I'll give you some coordinates that should work out nicely. Assume the pencil is 1 light-second long in its rest frame, and use units of seconds for time t and light-seconds for distances, x.

Eraser: (t=-.5, x=0), (t=-.4, x=0) ...(t=0,x=0)...(t=.4, x=0), (t=.5, x=0)
Point: (t=-.5, x=1), (t=-.4, x=1) ... (t=0, x=1) ... (t=.4, x=1), (t=.5, x=1)

Now let v=(3/5)*c, .6 times lightspeed.

Use the Lorentz transform on each of the couple of dozen points, and make a graph. Using a velocity of v = .3 c, the gamma factor will be 1 / sqrt( 1 - .36) = 1/sqrt(.64) = 1 / .8 = 5 /4 = 1.25

The Lorentz transform will then be:

t' = gamma*(t - v*x/c^2) = gamma*(t-v*x), because we've chosen to measure distances in units of light seconds and times in units of seconds, which makes c numerically equal to one in that system of units, which makes our calculations a lot easier.

x' = gamma(x - v*t)

Now I'm not going to do all two dozen points for you, but if you want to figure out what's going on, you'll need to chug through them with your graphing calculator (or whatever you use), and plot them.

I'll do one point: (t= .5, x=0)

then t' = gamma (t - v x), but we've chosen v = (3/5) which implies gamma = 5/4 as previously mentioned.

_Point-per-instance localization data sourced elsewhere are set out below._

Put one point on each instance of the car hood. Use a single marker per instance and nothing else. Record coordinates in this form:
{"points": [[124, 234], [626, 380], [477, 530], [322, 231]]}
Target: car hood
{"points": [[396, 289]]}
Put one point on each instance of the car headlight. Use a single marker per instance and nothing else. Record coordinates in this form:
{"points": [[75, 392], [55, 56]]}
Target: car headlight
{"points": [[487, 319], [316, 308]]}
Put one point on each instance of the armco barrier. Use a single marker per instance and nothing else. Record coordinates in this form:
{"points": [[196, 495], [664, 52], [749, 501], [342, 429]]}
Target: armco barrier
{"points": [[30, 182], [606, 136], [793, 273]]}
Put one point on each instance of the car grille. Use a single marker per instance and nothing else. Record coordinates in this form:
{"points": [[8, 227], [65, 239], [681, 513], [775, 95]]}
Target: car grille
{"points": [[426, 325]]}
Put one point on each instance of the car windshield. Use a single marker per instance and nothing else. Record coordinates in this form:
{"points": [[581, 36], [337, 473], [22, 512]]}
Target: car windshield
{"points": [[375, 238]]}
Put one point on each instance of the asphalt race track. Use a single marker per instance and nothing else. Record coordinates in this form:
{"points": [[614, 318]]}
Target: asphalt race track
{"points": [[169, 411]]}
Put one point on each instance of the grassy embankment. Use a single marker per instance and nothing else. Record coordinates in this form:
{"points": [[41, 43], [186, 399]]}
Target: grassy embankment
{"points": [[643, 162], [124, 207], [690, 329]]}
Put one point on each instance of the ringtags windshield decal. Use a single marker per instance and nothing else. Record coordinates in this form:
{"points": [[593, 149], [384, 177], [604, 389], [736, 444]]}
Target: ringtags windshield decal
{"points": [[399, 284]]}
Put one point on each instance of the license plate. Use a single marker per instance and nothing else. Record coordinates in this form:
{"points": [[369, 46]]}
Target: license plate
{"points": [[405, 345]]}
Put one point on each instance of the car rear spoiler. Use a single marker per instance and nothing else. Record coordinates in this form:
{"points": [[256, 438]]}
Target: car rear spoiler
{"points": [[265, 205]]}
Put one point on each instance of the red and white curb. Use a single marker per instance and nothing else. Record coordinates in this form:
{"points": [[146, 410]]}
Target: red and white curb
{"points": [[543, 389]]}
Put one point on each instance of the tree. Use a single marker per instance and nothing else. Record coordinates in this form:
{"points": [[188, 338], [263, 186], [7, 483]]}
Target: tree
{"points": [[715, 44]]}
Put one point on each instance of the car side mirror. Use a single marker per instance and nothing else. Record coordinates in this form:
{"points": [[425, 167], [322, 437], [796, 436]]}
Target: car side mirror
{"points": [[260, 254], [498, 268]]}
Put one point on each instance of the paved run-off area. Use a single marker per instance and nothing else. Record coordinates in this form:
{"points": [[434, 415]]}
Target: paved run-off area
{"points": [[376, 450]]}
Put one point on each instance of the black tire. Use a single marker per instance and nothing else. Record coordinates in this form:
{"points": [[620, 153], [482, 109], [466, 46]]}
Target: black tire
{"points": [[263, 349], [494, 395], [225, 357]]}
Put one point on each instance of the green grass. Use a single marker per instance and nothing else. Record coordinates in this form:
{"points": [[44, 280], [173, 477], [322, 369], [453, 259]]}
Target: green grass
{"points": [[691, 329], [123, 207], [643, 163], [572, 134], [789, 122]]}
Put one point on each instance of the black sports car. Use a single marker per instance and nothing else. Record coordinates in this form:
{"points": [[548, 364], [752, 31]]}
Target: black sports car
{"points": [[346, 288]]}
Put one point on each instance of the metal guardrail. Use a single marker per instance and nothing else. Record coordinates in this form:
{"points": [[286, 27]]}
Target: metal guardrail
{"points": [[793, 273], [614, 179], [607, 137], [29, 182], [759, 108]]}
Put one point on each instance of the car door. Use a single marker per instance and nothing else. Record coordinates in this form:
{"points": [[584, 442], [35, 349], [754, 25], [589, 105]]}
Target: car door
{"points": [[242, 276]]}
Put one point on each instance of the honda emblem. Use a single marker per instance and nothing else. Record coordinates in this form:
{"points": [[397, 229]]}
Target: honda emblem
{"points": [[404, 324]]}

so t' = (5/4) * (0.5 - (3/5)*0) = .625
and
x' = (5/4)*(0 - (3/5)*.5) = -.375

Repeat for the other two dozen points, graph the resulting pair of lines, and graphically find the length of the pencil.

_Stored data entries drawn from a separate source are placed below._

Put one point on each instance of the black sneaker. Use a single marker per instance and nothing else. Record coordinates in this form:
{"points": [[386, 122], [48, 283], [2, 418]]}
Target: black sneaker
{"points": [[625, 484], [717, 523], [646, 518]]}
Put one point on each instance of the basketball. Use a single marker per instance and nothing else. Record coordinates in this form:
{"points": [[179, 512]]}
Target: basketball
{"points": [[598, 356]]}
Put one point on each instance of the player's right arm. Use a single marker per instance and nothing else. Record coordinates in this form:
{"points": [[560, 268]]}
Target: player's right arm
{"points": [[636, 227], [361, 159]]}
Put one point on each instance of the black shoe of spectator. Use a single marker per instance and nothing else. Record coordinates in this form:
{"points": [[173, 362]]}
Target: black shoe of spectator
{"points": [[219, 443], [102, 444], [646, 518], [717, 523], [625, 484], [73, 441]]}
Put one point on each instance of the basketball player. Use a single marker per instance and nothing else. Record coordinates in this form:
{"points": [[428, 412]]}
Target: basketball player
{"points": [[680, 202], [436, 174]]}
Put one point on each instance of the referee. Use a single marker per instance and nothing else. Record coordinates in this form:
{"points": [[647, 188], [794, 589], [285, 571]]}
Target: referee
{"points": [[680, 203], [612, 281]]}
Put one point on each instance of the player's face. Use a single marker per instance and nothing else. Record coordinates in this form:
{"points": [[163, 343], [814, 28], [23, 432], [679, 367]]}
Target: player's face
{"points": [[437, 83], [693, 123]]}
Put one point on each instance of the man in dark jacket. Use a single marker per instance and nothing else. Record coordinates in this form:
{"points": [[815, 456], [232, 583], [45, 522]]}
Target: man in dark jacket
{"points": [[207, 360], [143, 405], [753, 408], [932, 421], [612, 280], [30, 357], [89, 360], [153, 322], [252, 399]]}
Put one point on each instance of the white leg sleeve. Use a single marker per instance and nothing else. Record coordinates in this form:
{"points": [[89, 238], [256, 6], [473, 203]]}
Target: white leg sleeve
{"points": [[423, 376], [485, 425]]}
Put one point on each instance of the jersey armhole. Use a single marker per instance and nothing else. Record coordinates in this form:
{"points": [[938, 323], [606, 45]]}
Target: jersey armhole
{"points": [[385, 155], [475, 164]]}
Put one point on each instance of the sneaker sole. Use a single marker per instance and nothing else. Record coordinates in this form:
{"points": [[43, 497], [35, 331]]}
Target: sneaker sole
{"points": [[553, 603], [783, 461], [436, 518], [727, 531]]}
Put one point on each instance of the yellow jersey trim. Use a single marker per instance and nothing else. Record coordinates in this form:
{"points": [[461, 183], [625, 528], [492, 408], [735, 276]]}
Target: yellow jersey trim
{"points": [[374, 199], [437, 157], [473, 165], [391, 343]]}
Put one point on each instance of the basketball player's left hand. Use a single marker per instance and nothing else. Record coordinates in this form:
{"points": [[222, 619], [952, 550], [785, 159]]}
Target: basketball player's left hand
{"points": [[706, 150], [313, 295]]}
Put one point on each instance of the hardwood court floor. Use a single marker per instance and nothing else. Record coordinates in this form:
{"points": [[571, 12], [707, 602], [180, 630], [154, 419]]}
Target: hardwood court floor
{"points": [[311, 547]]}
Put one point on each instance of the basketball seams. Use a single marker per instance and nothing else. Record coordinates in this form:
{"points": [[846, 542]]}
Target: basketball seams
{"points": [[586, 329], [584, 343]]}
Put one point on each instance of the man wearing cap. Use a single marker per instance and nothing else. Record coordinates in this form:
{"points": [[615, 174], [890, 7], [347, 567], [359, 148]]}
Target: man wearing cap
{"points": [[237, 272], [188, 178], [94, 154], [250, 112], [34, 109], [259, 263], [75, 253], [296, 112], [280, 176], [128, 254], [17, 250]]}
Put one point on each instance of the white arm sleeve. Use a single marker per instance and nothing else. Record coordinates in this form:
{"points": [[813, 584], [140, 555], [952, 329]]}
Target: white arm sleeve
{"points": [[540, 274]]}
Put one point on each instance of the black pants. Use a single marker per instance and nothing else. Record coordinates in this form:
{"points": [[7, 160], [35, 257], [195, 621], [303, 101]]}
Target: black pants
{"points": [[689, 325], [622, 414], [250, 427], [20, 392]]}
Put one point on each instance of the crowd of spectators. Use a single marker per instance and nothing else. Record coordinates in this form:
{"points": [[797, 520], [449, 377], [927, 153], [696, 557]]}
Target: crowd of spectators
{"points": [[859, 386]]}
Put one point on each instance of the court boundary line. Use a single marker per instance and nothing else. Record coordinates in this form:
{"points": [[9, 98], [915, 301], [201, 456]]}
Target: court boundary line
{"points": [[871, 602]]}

Then look at how you would algebraically solve for the length if you wish.

ps - I won't guarantee I didn't make any typos, but the basic scheme should be OK.

22. Feb 16, 2015

### Ibix

I certainly didn't see them until I started reading here. I really recommend them, though. Once you see how the diagrams for two frames relate, you have a visual model for what's going on and most student-level relativity problems get a lot easier.

Maybe that's why they don't get taught...

23. Feb 16, 2015

### Fredrik

Staff Emeritus
Unfortunately yes. If you want to understand it, you should study spacetime diagrams. It's a small effort that makes everything else easier. My standard recommendation is to read the first two chapters of "A first course in general relativity" by Schutz.

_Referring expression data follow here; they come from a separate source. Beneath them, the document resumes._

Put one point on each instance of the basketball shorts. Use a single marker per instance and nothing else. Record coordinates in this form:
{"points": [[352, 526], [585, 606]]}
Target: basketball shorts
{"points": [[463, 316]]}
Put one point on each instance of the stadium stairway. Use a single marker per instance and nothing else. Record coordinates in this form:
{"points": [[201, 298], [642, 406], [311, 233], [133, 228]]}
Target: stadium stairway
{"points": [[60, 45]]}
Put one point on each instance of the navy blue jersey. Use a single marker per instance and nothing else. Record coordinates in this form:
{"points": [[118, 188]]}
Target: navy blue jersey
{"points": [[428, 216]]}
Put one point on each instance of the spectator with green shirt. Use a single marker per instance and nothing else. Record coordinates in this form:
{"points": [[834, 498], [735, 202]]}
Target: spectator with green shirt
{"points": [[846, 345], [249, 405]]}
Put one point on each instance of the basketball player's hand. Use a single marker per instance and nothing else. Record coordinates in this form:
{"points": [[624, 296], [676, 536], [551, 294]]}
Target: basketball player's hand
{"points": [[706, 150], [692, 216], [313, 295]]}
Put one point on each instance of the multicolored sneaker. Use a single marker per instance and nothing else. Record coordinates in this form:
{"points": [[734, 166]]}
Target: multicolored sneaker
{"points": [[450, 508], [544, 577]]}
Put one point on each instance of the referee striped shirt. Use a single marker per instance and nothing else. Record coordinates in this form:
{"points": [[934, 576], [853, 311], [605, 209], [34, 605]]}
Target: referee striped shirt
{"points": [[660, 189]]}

Consider the diagram below. Let's call the observer who uses the unprimed coordinates O, and the observer who uses the primed coordinates O'. The t' axis and the line that's parallel to it represent the motion of the endpoints of a rod. What O considers the length of the rod at time 0 is the difference between the position coordinate of the right endpoint at time 0, minus the position coordinate of the left endpoint at time 0. So what he considers the length of the rod is a property of the blue line. Similarly, what O' considers the length of the rod is a property of the red line.

24. Feb 16, 2015

### harrylin

This is quite simple, if you look carefully at how S and S' arrived at their respective equations and if you don't mix up the labels (which I sometimes do myself, I hope that this time I'm not mixing them up!). Note that I follow the convention of using S for "system of reference" and O for "origin". "The following also answers your last question in #20 (and while it can be helpful, for the derivation you don't need Minkowski diagrams!):

- S' measures the ends x'=a' and x'=b' of a rod at rest in S simultaneously according to S'.
Try for yourself: set as condition that t'a' = t'b'. For t'a' = t'b', $\Delta x' = \frac{\Delta x}{\gamma}$

- S measures the ends x=a and x=b of a rod at rest in S' simultaneously according to S.
Try for yourself: set as condition that ta = tb. For ta = tb, $\Delta x'= \gamma \Delta x$

No contradiction here. As a matter of fact, S and S' agree on these relationships.

25. Feb 16, 2015

### davidbenari

But equation with t'a=t'b yields something of the form x'<x. While equation with ta=tb yields something of the form x<x'. Why isnt this contradictory?